Después de varios minutos, Lucía se retira, jadeando, y se coloca de rodillas frente a mí, tomando de nuevo mi pene en su boca mientras Mara se posiciona detrás de ella, introduciendo un dedo lubricado en el ano de Lucía y empezando a moverlo dentro y fuera con un ritmo que hace que Lucía arquee la espalda y grite alrededor de mi polla.
Álvaro se acerca, se coloca de rodillas a mi lado y, sin avisar, comienza a besarme el cuello, bajando lentamente hasta mi pecho, donde succiona y muerde suavemente mis pezones. Sus manos recorren mis flancos, bajan a mis muslos y aprietan mis glúteos, provocando que mi erección se torne aún más dura.
El clímax llega en una cadena: primero Lucía, con un grito ahogado que se corta cuando su cuerpo se contrae en un orgasmo intenso, sus vaginales apretándose alrededor de mi lengua mientras yo todavía lamgo su clítoris; luego Mara, quien, al sentir el temblor de Lucía, aumenta la velocidad de su dedo y llega a un orgasmo que le hace temblar las piernas y caer sobre la espalda de Lucía; Álvaro, excitado por el espectáculo, eyacula sobre mi pecho, su semen tibio manchando mis tatuajes; y yo, incapaz de contener más, libero mi carga dentro de la boca de Lucía, quien traga cada gota mientras sus ojos permanecen fijos en los míos, llenos de una mezcla de satisfacción y deseo de más.
Nos quedamos allí, sudorosos, jadeando, el silencio roto solo por nuestras respiraciones entrecortadas y el leve crujido de la cama bajo nuestros cuerpos entrelazados. El espejo refleja una escena de piel brillante, cabello desordenado y expresiones de éxtasis que no olvidaremos.
Después
Nos vestimos lentamente, la ropa pegada a la piel sudada. Lucía se vuelve a poner su vestido, aunque ahora con la bragueta ligeramente desplazada, y yo me pongo los vaqueros y la camisa, intentando no notar la húmeda mancha en el pecho donde Álvaro eyaculó.
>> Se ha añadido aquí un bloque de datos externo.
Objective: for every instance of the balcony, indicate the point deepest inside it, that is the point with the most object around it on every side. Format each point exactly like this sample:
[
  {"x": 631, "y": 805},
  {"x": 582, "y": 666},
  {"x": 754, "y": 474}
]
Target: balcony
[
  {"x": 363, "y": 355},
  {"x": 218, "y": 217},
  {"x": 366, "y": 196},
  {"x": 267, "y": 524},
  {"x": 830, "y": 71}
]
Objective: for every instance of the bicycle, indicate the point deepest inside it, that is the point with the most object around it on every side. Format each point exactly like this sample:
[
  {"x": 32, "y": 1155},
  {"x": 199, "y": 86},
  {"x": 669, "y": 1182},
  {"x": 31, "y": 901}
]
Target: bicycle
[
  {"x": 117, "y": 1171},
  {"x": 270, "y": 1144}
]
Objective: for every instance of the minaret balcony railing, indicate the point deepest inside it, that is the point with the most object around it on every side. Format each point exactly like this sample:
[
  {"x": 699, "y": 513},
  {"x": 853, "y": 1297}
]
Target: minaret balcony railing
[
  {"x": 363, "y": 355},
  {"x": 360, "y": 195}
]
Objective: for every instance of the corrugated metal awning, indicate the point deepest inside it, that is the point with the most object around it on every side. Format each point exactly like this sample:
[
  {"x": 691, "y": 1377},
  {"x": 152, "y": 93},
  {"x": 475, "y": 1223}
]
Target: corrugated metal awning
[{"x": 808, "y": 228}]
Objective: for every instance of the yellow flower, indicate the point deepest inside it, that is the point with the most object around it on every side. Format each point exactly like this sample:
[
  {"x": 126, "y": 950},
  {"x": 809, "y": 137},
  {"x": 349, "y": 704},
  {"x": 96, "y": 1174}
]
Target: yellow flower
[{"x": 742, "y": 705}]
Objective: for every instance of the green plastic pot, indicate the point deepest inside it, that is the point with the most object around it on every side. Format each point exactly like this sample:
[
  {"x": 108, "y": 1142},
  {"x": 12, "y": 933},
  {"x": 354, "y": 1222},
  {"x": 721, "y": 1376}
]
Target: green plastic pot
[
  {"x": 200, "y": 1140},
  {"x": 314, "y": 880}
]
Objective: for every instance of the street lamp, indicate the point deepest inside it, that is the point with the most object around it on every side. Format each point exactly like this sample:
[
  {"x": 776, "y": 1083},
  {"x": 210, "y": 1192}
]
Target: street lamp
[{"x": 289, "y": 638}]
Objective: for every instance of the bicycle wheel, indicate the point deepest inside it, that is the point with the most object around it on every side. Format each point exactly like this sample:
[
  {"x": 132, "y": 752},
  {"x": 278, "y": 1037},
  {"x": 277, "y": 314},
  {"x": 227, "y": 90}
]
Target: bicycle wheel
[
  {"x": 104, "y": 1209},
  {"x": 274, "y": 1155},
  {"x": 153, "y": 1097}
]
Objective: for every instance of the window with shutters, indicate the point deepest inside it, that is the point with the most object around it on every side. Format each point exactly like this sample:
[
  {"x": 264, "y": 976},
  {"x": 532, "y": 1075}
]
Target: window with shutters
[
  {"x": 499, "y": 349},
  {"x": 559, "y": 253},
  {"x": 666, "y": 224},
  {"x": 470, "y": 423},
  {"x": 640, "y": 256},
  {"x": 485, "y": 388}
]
Mara y Álvaro se despiden con besos en la mejilla y promesas de volver a encontrarnos, sus miradas cargadas de complicidad.
En el ascensor de regreso a la calle, Lucía se apoya contra mí, su cabeza en mi hombro, y susurra: “Eso fue… increíble.” Yo solo puedo asintir, sintiendo todavía el latido acelerado de mi corazón y el recuerdo de sus labios alrededor de mi polla.
Caminamos de vuelta a casa bajo la luz tenue de las farolas, el mar distante susurrando su ritmo constante. El aire de la noche es fresco, pero nuestros cuerpos todavía irradian calor. Al entrar al piso, apagamos la luz de la entrada y nos dirigimos directamente al baño para una ducha compartida. El agua cae tibia sobre nuestra piel, lavando el sudor, el lubricante y los restos de la noche.
Mientras nos enjabonamos mutuamente, Lucía me mira y dice, con una sonrisa que mezcla timidez y audacia: “¿Te gustaría volver a hacerlo?” Yo respondo sin vacilar: “Sí. Pero solo si tú también quieres.” Ella se acerca, sus labios rozando los míos, y su mano desliza hasta mi miembro, ya empezando a responder nuevamente.
Nos secamos, nos metemos en la cama y, sin palabras, nos abrazamos fuerte. El silencio de la habitación ahora es diferente: no es el vacío de la rutina, sino el eco palpable de una experiencia que ha abierto una puerta. Lucía acomoda su cabeza sobre mi pecho, escuchando mi latido, y yo paso mis dedos por su cabello, pensando en cuántas mañanas más vendrán con este nuevo sabor entre nosotros.